09.03.2018, 20:00 Uhr | Sport- und Bürgerhaus Weichs, Fränkinger Str. 14, 85258 Weichs

Aus der neuen Reihe Zeitreisen des Hoftheaters Bergkirchen.

Der Herr Karl ist ein knapp einstündiger – zwischen Theaterstück und Kabarett angesiedelter – Monolog, der 1961 von Helmut Qualtinger und Carl Merz geschrieben wurde.

Das "Raunzen", einmal liebenswürdig und selbstzufrieden, dann wieder hintergründig und ein wenig bösartig, gehört seit Jahrhunderten zu den Eigenschaften Wiener Bühnenfiguren. Was Johann Nestroy im 19. Jahrhundert vormachte, haben Autoren und Theaterleute im 20. Jahrhundert aktualisiert. So steht der "Herr Karl" von Helmut Qualtinger ganz in der Nähe des "Josef Bieder" von Otto Schenk. Dieser räsoniert über das Theater, jener über die Zeitenläufe im allgemeinen. So ist es eigentlich nur logisch, dass Herbert Müller, der vor einigen Jahren im Hoftheater Bergkirchen den "Josef Bieder" spielte, nun hier mit einer Lesung des "Herrn Karl" auftritt;.

Dieser "Herr Karl" ist ein zumeist unwirscher Geschäftsdiener in einem Delikatessenladen, in dem es nur Dosen gibt.

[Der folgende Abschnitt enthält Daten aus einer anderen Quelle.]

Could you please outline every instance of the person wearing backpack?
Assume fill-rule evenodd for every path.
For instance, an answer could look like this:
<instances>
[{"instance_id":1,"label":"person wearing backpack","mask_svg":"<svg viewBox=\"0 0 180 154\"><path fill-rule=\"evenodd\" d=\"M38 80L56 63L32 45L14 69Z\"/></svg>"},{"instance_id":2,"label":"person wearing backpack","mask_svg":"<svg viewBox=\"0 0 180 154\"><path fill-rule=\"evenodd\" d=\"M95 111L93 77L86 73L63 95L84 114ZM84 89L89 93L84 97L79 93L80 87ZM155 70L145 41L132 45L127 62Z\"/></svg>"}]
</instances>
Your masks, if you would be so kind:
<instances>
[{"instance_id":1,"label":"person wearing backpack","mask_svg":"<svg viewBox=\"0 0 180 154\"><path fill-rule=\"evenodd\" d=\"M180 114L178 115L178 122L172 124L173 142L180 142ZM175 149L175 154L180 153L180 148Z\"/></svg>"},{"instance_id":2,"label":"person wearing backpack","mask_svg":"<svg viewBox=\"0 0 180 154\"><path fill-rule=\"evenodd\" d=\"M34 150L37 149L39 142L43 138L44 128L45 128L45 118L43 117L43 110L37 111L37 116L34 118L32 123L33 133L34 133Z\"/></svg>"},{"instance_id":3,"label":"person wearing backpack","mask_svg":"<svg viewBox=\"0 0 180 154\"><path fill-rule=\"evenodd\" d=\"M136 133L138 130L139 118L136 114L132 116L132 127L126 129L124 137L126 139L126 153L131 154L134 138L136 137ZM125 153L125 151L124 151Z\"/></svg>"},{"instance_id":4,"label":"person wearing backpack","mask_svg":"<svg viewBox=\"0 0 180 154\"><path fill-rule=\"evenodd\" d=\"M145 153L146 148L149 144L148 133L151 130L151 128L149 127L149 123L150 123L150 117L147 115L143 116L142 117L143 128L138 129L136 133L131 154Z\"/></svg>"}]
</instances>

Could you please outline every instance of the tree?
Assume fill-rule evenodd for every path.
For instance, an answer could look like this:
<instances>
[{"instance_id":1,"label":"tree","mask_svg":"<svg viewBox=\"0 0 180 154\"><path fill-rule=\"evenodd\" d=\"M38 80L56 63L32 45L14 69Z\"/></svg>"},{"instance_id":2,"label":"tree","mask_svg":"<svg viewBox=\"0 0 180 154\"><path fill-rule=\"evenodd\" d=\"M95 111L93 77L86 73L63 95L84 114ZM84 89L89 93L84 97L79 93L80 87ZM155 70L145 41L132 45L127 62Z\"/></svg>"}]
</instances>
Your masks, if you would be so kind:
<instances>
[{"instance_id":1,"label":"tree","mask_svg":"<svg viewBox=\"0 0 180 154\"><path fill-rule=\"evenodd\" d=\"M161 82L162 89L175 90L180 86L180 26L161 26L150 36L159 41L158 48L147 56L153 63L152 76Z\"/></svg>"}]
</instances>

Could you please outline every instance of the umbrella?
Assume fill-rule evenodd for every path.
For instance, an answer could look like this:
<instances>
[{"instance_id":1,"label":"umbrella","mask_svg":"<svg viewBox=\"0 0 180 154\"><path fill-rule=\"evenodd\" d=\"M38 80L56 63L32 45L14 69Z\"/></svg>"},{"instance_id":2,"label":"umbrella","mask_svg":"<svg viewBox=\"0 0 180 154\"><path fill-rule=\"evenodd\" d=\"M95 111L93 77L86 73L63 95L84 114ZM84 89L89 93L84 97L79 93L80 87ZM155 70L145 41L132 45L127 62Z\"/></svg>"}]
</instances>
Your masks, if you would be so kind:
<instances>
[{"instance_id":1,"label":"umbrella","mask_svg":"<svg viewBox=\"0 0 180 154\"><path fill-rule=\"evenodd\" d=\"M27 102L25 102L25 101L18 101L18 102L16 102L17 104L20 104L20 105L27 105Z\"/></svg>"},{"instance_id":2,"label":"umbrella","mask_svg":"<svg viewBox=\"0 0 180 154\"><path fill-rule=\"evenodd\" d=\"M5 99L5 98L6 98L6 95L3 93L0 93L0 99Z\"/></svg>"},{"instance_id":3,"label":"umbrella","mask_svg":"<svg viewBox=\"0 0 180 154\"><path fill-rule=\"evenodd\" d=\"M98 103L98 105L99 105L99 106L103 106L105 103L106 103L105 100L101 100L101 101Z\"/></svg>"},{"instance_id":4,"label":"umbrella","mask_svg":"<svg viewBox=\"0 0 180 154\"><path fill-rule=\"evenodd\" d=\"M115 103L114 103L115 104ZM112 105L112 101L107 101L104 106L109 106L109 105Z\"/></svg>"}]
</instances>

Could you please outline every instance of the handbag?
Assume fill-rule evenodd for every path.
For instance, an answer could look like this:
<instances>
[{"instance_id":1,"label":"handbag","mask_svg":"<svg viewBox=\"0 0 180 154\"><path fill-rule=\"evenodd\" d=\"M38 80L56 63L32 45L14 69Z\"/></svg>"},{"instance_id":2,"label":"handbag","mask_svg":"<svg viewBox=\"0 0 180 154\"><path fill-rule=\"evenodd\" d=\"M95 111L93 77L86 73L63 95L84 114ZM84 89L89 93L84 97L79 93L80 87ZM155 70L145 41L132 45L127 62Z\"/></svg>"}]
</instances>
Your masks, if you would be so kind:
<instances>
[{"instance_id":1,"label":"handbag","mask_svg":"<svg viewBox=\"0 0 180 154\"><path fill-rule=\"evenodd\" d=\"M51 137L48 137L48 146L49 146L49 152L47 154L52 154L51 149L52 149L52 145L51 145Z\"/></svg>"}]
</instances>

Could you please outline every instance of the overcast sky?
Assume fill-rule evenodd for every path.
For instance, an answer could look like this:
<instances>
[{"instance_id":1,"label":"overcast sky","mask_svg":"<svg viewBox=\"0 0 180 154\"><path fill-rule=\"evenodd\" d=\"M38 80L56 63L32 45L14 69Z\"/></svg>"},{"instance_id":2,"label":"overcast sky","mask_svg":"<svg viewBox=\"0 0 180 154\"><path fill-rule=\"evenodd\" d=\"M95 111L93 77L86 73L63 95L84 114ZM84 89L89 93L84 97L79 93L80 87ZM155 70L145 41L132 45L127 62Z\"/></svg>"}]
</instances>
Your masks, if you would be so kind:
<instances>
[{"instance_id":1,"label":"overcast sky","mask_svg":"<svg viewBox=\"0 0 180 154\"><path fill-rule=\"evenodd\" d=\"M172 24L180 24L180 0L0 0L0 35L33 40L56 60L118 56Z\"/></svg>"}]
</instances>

Ihm ist nichts recht und er hält sich aus allem heraus. In Qualtingers Solostück erzählt er seine Lebensgeschichte, die Geschichte eines opportunistischen Mitläufers, der sich im wechselhaften Gang der österreichischen Geschichte vom Ende des Ersten Weltkriegs bis zu den 1950er Jahren durchs Leben manövriert hat. Das Heraushalten ist sein Markenzeichen, das ihn unter anderem auch zu einem der vielen Mitläufer Hitlers gemacht hat und ihn nicht daran hindert, in den 50-er Jahren den neuen Besatzungsmächten "dienlich zu sein". Der hintergründige Humor des Stückes machte den "Herrn Karl" nach seiner Uraufführung 1961 auf einen Schlag berühmt.